Closed richardarsenault closed 4 years ago
I've collected a fair amoint of data from ERA5 at Ouranos. The extracts using the CDSAPI tool don't follow CF-Conventions but I have some treatment scripts that can help in getting them closer to it. This is worth planning out in greater detail.
@richardarsenault Could you include here what you need in terms of variables, frequency, spatial coverage, etc.
@Zeitsperre Are the original files themselves cf-compliant ? Or is the extraction process to blame for removing metadata ?
Precip, Tmax and Tmin, ideally daily time step, coverage all of North America. Longest possible time series also (i.e. 1979-most recent).
@huard The extraction process is to blame for removing most of the metadata. The way that the data extraction is set up, I don't think one can download source files in any case.
@richardarsenault I have all of these extracted and they are currently stored in a somewhat CF-like format. If we can navigate data access rights, I can place on copy on our prod server with relative ease.
edit: Actually, I have them at the hourly time-step for that time period. I imagine that's also fine.

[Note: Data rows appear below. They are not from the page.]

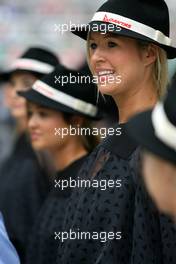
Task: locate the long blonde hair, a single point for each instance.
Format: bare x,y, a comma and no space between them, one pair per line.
160,70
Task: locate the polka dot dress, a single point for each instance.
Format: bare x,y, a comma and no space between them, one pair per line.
146,236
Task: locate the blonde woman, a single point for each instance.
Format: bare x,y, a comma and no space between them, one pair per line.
55,112
126,40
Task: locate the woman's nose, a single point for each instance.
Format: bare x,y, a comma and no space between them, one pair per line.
32,122
98,56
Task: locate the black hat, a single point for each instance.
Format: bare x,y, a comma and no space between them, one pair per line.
35,60
67,91
140,19
155,129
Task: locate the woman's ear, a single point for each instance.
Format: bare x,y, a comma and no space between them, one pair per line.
150,54
77,120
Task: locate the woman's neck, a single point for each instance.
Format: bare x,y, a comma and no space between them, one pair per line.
136,101
64,156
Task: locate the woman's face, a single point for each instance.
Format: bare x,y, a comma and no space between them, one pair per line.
42,123
114,57
160,179
17,104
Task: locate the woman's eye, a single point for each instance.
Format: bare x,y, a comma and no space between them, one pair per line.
43,114
93,45
111,44
29,113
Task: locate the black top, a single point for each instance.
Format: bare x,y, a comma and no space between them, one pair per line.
23,188
43,247
146,236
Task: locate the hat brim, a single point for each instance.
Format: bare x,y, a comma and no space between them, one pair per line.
37,98
140,128
5,76
96,26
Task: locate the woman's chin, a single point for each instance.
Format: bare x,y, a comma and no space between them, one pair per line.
107,89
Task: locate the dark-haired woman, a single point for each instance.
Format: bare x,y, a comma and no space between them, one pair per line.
55,113
126,40
24,185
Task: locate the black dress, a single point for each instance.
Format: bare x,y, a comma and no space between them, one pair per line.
146,237
43,247
23,188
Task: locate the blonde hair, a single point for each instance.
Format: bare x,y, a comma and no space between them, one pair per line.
160,70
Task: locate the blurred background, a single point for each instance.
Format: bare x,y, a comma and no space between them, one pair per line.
34,22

@Zeitsperre Is this something worth a bug report to the cds toolbox folks ? I'm concerned that existing ERA-5 users access our repo, find the the files are different from those they're using, and end up being confused. Suggestions to make the whole thing as transparent as possible ?
Have you agreed something with Nathalie/Agnès regarding data access rights and credits ?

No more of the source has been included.